Gazans Expect Nothing From Bush

GAZA CITY – As US President George W. Bush starts on Wednesday, January 9, a much-publicized visit to Israel and the occupied West Bank, besieged Gazans are watching from the sidelines, expecting nothing but another photo opportunity.

"Bush’s visit to the Palestinian territories doesn’t make any sense," Sumaya Zinedine, a teacher, told Agence France-Presse (AFP) on Tuesday, January 8.

"He is coming to fool the Arab countries by making them think that he is interested in the Palestinian cause," added the mother of four.

Bush’s visit to Israel kicks off a multi-leg weak-long tour that will also take him to Kuwait, Bahrain, the United Arab Emirates, Saudi Arabia and Egypt.

"Bush is coming after the occupation destroyed everything," said Ahmad Saadi, a 25-year-old civil servant.

"When (Bush’s predecessor Bill) Clinton came there was a certain confidence among the Palestinians and Israelis, which is not the case today," he added.

"During Clinton’s time there was hope."

Nine years ago a hopeful Gaza Strip became the first Palestinian territory visited by a US president when Clinton’s helicopter touched down at its new airport to a rapturous welcome.

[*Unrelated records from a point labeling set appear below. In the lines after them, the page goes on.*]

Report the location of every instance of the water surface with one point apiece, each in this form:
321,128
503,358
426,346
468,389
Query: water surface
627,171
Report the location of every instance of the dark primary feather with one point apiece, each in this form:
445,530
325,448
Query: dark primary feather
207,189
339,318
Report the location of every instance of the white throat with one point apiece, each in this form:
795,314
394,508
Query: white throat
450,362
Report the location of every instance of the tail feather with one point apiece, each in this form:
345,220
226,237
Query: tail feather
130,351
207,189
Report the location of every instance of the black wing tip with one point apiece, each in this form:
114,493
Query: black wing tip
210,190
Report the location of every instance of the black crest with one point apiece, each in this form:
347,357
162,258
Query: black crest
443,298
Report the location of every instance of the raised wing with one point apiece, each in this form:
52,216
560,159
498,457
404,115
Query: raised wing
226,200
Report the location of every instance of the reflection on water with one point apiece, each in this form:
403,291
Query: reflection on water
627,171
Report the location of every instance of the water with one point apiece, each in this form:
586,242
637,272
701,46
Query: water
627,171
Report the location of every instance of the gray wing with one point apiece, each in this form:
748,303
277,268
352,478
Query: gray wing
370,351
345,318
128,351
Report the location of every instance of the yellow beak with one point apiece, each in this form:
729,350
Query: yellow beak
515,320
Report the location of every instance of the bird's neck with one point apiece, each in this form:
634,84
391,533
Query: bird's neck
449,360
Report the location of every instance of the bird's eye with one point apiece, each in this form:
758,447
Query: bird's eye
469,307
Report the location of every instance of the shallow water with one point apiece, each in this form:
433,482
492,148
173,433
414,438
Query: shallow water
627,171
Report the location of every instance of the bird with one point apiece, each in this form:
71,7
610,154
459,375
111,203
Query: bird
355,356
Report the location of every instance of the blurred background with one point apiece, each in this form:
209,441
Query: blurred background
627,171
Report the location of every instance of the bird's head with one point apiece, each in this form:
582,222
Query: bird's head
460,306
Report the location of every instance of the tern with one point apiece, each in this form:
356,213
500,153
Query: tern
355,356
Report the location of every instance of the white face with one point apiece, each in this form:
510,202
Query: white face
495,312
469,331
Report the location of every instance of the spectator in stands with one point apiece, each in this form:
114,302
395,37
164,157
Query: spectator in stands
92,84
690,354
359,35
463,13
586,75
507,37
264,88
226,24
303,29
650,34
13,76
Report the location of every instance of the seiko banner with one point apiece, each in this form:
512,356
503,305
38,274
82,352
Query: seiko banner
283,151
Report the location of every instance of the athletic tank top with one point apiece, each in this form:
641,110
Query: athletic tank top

Clinton came to Gaza five years after the launch of the Oslo peace process.

Gazans have little faith in Bush having a genuine desire to make peace in the Middle East before the end of his tenure in early 2009.

"Clinton was sincere and really wanted to solve the Palestinian problem," says Zinedine, the teacher.

"He (Bush) is lying, as he is only interested in embellishing the end of his mandate."

She says the solution does not lie with Bush.

"There will be no state if Fatah and Hamas don’t reconcile and if Gaza and the West Bank remain separated."

The White House describes the visit as a follow-up to the US-hosted Annapolis peace conference in November.

But experts contend that on the issue of Israeli-Palestinian peace Bush is unlikely to produce anything tangible after seven years of turning his back on the conflict.

They see Annapolis conference as a symbolic and ceremonial meeting with no real substance.

No sooner had the conference ended than Israel stepped up its plans for more settlements in the occupied Palestinian territories.

It also upped military operations in the densely crowded Gaza Strip, killing nearly 100 people since late November.

"When Clinton came he gave us the impression that Gaza was an important Middle East state that merited a visit by the president of the world’s top superpower," recalls Abu Tareq Abu Diyyeh, a shop owner.

Ahead of Clinton’s visit in December 1998, Abu Diyyeh sold thousands of American flags and other trinkets from his shop in Gaza City.

Today his business is down and the only stars and stripes flags to be seen in Gaza are those that are burned at demonstrations by angry Gazans crippled and stifled by the US-led international aid freeze and Israeli blockades.

"Back then the economy was going really well," Abu Diyyeh remembers. "Today it just doesn’t exist."